Binary logistic regression can be extended to multi-label classification. In multi-label classification, each example may belong to several classes at once.

For example, an image may contain `cat`, `car`, and `tree` at the same time. Each class receives an independent binary label.

If there are \(K\) labels, the model outputs \(K\) logits:

$$
z \in \mathbb{R}^{K}.
$$

Each logit is passed through a sigmoid:

$$
\hat{p}_k = \sigma(z_k).
$$

In PyTorch:

```python
model = nn.Linear(in_features=128, out_features=10)

X = torch.randn(32, 128)
targets = torch.randint(0, 2, (32, 10)).float()

logits = model(X)
loss = nn.BCEWithLogitsLoss()(logits, targets)
```

This differs from multi-class classification, where each example belongs to exactly one class and the model usually uses softmax cross-entropy.

### Logistic Regression as a Neural Network

Logistic regression is a neural network with one linear layer followed by a sigmoid interpretation:

$$
x \mapsto \sigma(w^\top x+b).
$$

During training in PyTorch, we usually keep the sigmoid inside the loss function by using `BCEWithLogitsLoss`. During inference, we apply the sigmoid explicitly to obtain probabilities.

This model is limited because its decision boundary is linear. It cannot separate data that requires nonlinear boundaries unless the input features already contain useful nonlinear transformations.

A multilayer neural network generalizes logistic regression by replacing the raw input with learned hidden features:

$$
h = \phi(W_1x+b_1),
$$

$$
z = w_2^\top h + b_2.
$$

The final layer is still often a logistic regression head. The difference is that earlier layers learn a representation where the classes become easier to separate.

### Summary

Logistic regression is a linear classifier for binary classification. It computes a logit with a linear layer and converts the logit into a probability with the sigmoid function.

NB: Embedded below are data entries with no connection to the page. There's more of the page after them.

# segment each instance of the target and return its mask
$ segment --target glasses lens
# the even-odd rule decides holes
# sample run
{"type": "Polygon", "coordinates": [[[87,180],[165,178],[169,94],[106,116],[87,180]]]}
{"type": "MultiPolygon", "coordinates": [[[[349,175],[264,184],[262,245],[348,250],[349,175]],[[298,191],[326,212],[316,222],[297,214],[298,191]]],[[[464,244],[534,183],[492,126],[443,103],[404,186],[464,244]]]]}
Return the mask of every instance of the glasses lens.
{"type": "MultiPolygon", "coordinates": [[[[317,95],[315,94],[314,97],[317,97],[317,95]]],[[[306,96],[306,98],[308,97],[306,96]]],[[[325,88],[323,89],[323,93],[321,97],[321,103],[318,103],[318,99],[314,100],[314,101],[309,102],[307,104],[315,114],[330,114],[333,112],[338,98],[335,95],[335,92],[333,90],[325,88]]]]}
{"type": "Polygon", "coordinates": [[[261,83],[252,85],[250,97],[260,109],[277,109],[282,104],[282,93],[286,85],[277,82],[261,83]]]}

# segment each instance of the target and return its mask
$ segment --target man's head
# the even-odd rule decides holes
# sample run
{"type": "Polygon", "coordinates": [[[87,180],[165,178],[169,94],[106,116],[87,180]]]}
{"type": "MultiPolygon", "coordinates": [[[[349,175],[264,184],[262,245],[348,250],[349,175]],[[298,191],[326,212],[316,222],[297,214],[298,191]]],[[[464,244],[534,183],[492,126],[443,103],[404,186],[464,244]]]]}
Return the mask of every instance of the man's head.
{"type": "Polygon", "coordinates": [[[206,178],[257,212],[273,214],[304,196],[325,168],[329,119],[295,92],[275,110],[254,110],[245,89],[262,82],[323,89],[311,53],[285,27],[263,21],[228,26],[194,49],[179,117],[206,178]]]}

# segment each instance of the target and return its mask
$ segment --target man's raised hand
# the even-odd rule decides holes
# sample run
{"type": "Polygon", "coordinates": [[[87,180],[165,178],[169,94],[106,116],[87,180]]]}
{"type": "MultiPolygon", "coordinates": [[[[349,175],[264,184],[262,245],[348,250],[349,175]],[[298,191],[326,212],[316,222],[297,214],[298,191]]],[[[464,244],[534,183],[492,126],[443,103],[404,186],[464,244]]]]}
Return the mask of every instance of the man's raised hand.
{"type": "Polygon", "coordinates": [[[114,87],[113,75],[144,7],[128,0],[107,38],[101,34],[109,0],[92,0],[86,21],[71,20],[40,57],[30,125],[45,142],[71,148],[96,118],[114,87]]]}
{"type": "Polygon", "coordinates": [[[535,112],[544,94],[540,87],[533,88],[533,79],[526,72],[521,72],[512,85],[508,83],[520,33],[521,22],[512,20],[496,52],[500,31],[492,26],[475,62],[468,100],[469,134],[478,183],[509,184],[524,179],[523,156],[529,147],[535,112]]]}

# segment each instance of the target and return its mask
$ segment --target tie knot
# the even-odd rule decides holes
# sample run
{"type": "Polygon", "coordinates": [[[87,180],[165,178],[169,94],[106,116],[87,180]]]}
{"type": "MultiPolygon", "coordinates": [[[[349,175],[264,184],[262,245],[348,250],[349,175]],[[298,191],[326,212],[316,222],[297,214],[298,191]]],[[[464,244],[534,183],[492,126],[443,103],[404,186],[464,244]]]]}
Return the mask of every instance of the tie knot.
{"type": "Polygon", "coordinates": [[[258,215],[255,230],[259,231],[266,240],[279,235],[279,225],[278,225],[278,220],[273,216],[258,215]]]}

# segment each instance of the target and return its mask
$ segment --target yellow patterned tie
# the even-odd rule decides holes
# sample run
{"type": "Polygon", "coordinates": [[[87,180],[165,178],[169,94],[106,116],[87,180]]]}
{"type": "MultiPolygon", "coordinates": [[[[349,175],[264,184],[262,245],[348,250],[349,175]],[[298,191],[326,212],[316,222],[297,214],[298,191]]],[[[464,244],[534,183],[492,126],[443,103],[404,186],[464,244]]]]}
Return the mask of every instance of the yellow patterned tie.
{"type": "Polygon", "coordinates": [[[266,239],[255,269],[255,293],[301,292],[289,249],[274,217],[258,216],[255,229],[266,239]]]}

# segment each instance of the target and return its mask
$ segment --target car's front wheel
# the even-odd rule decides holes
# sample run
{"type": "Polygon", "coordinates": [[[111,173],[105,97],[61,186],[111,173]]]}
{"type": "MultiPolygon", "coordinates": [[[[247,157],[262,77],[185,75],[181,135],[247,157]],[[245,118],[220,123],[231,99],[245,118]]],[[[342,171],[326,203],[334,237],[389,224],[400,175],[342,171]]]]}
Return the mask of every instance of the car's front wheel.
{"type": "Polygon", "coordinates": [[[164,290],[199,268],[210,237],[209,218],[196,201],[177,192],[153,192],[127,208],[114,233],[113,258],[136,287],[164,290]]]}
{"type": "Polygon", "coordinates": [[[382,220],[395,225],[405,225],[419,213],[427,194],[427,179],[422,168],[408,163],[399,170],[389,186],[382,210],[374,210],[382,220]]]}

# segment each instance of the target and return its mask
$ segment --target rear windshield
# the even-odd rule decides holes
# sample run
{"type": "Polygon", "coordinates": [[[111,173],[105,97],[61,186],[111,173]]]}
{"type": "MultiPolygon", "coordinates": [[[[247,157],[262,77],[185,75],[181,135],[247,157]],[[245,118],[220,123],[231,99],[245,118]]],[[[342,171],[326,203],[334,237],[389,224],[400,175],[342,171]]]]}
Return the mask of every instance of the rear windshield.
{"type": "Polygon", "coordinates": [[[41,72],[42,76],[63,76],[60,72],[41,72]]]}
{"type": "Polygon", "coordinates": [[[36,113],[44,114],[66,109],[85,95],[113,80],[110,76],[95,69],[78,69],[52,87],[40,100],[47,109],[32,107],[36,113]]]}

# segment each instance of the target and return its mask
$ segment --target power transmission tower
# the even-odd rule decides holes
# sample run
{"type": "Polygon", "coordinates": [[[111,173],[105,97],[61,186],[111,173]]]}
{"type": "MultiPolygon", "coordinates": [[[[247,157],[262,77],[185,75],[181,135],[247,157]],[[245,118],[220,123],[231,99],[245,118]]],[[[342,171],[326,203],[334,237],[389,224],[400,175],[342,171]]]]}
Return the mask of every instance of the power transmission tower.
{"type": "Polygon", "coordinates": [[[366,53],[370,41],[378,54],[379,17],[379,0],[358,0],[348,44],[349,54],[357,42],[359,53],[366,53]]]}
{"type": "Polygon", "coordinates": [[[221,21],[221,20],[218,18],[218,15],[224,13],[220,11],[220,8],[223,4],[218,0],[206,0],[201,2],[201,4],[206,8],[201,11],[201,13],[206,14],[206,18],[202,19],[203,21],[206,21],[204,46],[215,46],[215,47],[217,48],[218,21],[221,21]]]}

The standard training loss is binary cross-entropy. In PyTorch, `nn.BCEWithLogitsLoss` should usually be preferred because it combines sigmoid and cross-entropy in a numerically stable way.

The model is simple, but it introduces concepts used throughout classification: logits, probabilities, decision thresholds, cross-entropy, and classification accuracy.